I guess the main reason may be that the input method of the current application is half-width during "copying. So the solution should be: When "copying", switch the input method of the VB window to the Chinese input.
In addition, you can set Chinese to the default input language in the control panel.

The Chinese dynamic link library used in the software may be overwritten by the English dynamic link library. In this case, the software may need to be re-installed.

Contact Us

The content source of this page is from Internet, which doesn't represent Alibaba Cloud's opinion; products and services mentioned on that page don't have any relationship with Alibaba Cloud. If the content of the page makes you feel confusing, please write us an email, we will handle the problem within 5 days after receiving your email.

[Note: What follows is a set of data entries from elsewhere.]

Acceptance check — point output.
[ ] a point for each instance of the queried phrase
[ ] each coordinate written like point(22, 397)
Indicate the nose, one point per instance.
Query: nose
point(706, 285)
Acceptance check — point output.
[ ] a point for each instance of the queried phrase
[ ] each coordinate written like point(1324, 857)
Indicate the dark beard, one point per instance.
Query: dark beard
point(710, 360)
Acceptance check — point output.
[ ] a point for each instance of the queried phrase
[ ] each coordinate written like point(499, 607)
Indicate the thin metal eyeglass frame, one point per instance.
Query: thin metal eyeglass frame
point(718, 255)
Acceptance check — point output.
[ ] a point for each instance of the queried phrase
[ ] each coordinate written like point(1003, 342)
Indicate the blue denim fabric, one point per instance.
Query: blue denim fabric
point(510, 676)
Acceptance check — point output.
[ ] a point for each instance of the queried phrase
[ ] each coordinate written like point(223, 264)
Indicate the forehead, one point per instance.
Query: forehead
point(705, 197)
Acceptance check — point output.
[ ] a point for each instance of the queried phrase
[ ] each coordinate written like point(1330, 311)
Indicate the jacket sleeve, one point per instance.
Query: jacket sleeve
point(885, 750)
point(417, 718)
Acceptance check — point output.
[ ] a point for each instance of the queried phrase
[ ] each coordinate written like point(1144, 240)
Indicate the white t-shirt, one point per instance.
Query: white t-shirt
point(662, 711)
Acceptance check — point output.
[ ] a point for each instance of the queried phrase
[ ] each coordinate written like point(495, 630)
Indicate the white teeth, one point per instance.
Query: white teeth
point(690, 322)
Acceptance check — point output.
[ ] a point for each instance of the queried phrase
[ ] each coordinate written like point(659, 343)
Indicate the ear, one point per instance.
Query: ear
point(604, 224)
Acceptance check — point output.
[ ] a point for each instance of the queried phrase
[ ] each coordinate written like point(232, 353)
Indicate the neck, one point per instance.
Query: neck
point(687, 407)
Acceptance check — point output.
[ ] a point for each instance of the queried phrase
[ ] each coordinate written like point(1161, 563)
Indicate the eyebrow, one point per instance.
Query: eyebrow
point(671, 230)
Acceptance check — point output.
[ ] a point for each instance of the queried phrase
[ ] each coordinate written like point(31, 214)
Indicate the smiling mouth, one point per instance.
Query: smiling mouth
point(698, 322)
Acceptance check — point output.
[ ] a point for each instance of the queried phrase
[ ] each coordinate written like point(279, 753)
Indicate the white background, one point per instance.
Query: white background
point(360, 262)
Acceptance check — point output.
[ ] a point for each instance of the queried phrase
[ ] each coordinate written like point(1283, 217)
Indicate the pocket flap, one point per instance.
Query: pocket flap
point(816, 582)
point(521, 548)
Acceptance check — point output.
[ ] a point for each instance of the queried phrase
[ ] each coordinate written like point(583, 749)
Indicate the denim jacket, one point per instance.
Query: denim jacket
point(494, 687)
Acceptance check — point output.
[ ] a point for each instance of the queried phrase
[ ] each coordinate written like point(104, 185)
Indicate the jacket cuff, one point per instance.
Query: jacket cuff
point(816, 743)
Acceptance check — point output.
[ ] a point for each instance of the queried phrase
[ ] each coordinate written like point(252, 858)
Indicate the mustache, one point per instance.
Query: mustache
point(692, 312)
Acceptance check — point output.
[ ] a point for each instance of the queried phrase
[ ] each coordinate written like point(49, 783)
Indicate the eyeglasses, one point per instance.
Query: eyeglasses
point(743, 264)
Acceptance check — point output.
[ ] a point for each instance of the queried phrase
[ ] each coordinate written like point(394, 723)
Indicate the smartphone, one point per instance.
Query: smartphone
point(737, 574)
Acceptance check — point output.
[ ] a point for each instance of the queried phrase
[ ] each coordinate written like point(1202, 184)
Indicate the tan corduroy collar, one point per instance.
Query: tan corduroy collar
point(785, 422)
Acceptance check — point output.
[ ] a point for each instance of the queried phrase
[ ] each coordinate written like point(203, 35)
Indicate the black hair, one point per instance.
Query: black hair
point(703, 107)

If you find any instances of plagiarism from the community, please send an email to: info-contact@alibabacloud.com and provide relevant evidence. A staff member will contact you within 5 working days.

A Free Trial That Lets You Build Big!

Start building with 50+ products and up to 12 months usage for Elastic Compute Service

  • Sales Support

    1 on 1 presale consultation

  • After-Sales Support

    24/7 Technical Support 6 Free Tickets per Quarter Faster Response

  • Alibaba Cloud offers highly flexible support services tailored to meet your exact needs.